Il 29 maggio 2026, data in cui l’Italia avrebbe dovuto recepire la direttiva europea sulle case green, sono entrate in vigore le nuove regole sull’Ape, l’Attestato di prestazione energetica. E dal 3 giugno 2026 entrano in vigore i nuovi Requisiti Minimi. Le novità determinano una nuova scala di classificazione e una descrizione più precisa e chiara del consumo energetico del proprio immobile, della tipologia degli impianti presenti e delle scelte fatte in materia di energia rinnovabile. Ma, attenzione, gli Attestati di prestazione energetica già rilasciati continuano a mantenere la loro validità naturale.

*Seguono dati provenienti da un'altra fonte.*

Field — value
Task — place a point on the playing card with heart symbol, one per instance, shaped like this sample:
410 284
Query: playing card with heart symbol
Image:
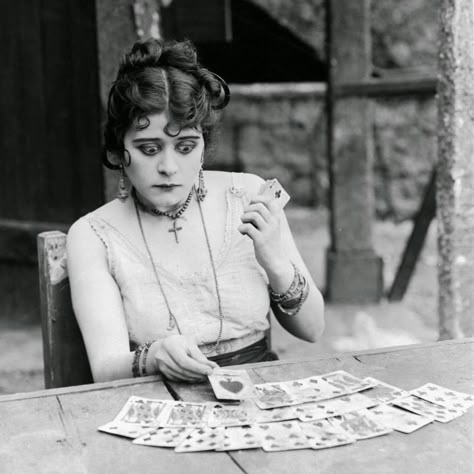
444 396
346 382
185 414
282 436
398 419
312 389
231 384
273 189
322 434
275 414
204 438
241 437
164 437
273 395
383 392
360 424
233 415
423 407
138 416
335 406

Nuovo Ape 2026, cosa cambia
A partire dal 29 maggio 2026 il nuovo modello Ape previsto dall’Allegato V della direttiva sulle case green contiene adotta una scala energetica più uniforme compresa esclusivamente tra la classe A e la classe G. La classe A identifica gli edifici a emissioni zero, mentre la lettera G identifica gli edifici con le prestazioni energetiche peggiori. È prevista inoltre la possibilità di introdurre una classe A+ per gli edifici più performanti, con elevata efficienza, produzione rinnovabile e bilancio positivo in termini di GWP.
Ma come viene definita la classe energetica dell’immobile? Si tiene conto della capacità termica e dell’isolamento, dei ponti termici, del riscaldamento passivo e della presenza di elementi di raffrescamento. Deve poi essere valutato l’impianto di riscaldamento e di produzione di acqua calda per uso domestico, comprese le relative caratteristiche di isolamento e la capacità di produzione di energia rinnovabile e di stoccaggio di energia in loco.

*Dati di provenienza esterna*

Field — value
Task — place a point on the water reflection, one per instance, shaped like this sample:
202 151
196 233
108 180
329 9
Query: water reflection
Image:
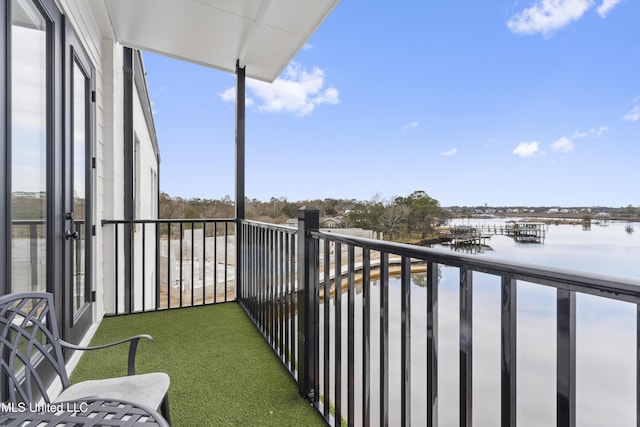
605 354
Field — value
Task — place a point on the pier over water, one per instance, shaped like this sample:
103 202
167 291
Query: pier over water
522 232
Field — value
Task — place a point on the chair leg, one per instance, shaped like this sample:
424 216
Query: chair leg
164 408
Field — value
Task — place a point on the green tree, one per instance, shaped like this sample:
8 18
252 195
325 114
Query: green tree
424 212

Il nuovo Ape deve inoltre riportare il fabbisogno energetico calcolato, la produzione di energia rinnovabile con indicazione del vettore e della fonte, se l’edificio è predisposto a reagire a segnali esterni adeguando il proprio consumo e se il sistema di distribuzione del calore può funzionare a temperature più efficienti. Di fatto, il nuovo Ape diventa uno strumento più completo per valutare la qualità energetica dell’edificio.

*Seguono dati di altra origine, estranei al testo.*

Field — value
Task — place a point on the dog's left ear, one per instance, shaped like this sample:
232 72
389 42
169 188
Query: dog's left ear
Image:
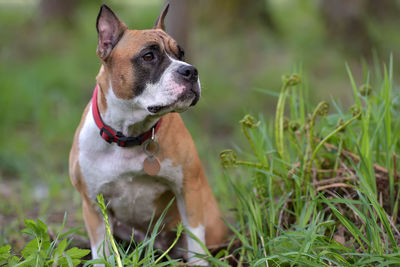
160 20
109 29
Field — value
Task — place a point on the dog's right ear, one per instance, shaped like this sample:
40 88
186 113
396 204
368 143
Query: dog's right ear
110 29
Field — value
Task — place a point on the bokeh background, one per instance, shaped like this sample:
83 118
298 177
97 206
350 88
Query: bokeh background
241 48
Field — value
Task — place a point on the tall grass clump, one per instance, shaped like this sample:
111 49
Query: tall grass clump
324 180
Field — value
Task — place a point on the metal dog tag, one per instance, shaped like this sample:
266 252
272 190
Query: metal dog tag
151 164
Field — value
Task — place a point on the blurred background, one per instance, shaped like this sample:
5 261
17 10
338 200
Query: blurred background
241 48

Quando entrano in vigore le nuove regole sull’Ape?
Le nuove regole sull’Ape sono entrate in vigore il 29 maggio 2026, ma chi ha già un Ape in corso di validità non deve richiedere una nuova attestazione. Resta infatti la validità di dieci anni dalla data di rilascio.
Le cose cambiano per chi avvia lavori di ristrutturazione o riqualificazione energetica che richiedono un Ape. In questo caso, è necessario ottenere un nuovo Ape che segua la nuova scala di classificazione.
Requisiti Minimi, le novità del nuovo decreto
Il 3 giugno 2026 entra in vigore il nuovo decreto sui Requisiti Minimi che aggiorna i criteri minimi di prestazione energetica degli edifici. Si tratta del Dm 28 ottobre 2025 che riunisce e – in parte – modifica tutti gli obblighi relativi all’isolamento dell’involucro edilizio, ai requisiti tecnici degli impianti e alla mobilità sostenibile ed elettrica.
In particolare, il nuovo decreto sui Requisiti Minimi aggiorna il quadro applicativo del Dm 26 giugno 2015. Ecco quali sono le principali novità:
- modifiche dei parametri dell’edificio di riferimento, validi sia per gli edifici di nuova costruzione sia per quelli sottoposti a ristrutturazione importante di primo livello, con l’introduzione dei ponti termici;
- differenziazioni dei valori ammissibili del coefficiente globale di scambio termico H’T, validi per gli edifici nuovi e quelli sottoposti a ristrutturazione importante di primo livello;
- modifiche relative alle ristrutturazioni importanti di secondo livello, tra cui lo stralcio della verifica del valore massimo ammissibile del coefficiente globale di scambio termico H’T;
- specifica secondo cui le verifiche sull’involucro devono essere svolte utilizzando le superfici esterne lorde;
- modifiche ad alcuni requisiti degli impianti, in termini di obblighi di installazione di sistemi BACS per gli edifici non residenziali dotati di impianti termici di potenza superiore a 290 kW;
- obblighi di installazione di infrastrutture per la ricarica elettrica dei veicoli.